ECLI:NL:HR:2012:BV0294
Hoge Raad
- Cassatie
- J.A.C.A. Overgaauw
- C.B. Bavinck
- A.R. Leemreis
- Rechtspraak.nl
Cassatie over de staking van een onderneming en de gevolgen voor de inkomstenbelasting
In deze zaak heeft de Hoge Raad op 27 januari 2012 uitspraak gedaan in een cassatieprocedure die was ingesteld door de Staatssecretaris van Financiën tegen een uitspraak van het Gerechtshof te Arnhem.

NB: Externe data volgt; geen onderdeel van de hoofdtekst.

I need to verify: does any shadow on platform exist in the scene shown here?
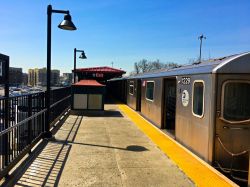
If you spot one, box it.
[70,110,123,117]
[2,116,83,187]
[55,140,148,152]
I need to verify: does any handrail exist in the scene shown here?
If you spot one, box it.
[0,109,47,136]
[0,95,71,136]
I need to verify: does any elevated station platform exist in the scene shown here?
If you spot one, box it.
[2,104,236,187]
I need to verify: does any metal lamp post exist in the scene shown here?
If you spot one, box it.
[74,48,87,83]
[198,34,207,63]
[44,5,76,138]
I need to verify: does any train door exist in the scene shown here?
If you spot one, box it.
[214,77,250,184]
[163,78,176,135]
[136,79,141,111]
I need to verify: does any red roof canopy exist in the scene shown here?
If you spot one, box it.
[73,80,105,87]
[73,66,126,74]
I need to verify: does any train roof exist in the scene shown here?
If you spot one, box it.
[127,52,250,79]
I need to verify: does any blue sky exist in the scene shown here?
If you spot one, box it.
[0,0,250,72]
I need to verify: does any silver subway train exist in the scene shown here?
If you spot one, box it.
[108,52,250,185]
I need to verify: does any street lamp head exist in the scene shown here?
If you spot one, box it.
[79,52,87,59]
[58,14,76,31]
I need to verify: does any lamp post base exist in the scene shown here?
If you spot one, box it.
[43,131,55,140]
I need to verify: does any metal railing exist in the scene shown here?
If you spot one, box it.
[0,87,71,179]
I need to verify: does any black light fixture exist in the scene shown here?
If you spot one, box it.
[58,14,76,31]
[74,48,87,83]
[79,52,87,59]
[44,5,76,138]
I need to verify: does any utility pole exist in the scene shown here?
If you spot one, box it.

De zaak betreft de vraag of belanghebbende, die samen met zijn echtgenote een hotel-café-restaurant exploiteerde, zijn onderneming had gestaakt in 2005. Belanghebbende had in dat jaar zijn pand en inventaris verkocht aan een derde, maar er was geen beding in de koopovereenkomst dat hem verbood om in dezelfde gemeente een soortgelijke onderneming te starten. De Inspecteur had aanslagen in de inkomstenbelasting en de premie volksverzekeringen opgelegd, en het verlies uit werk en woning vastgesteld op nihil. Na bezwaar en beroep bij de Rechtbank te Arnhem, dat ongegrond werd verklaard, ging belanghebbende in hoger beroep bij het Hof. Het Hof vernietigde de uitspraak van de Rechtbank en verklaarde het beroep gegrond, waarbij het verlies uit werk en woning werd vastgesteld op € 166.823.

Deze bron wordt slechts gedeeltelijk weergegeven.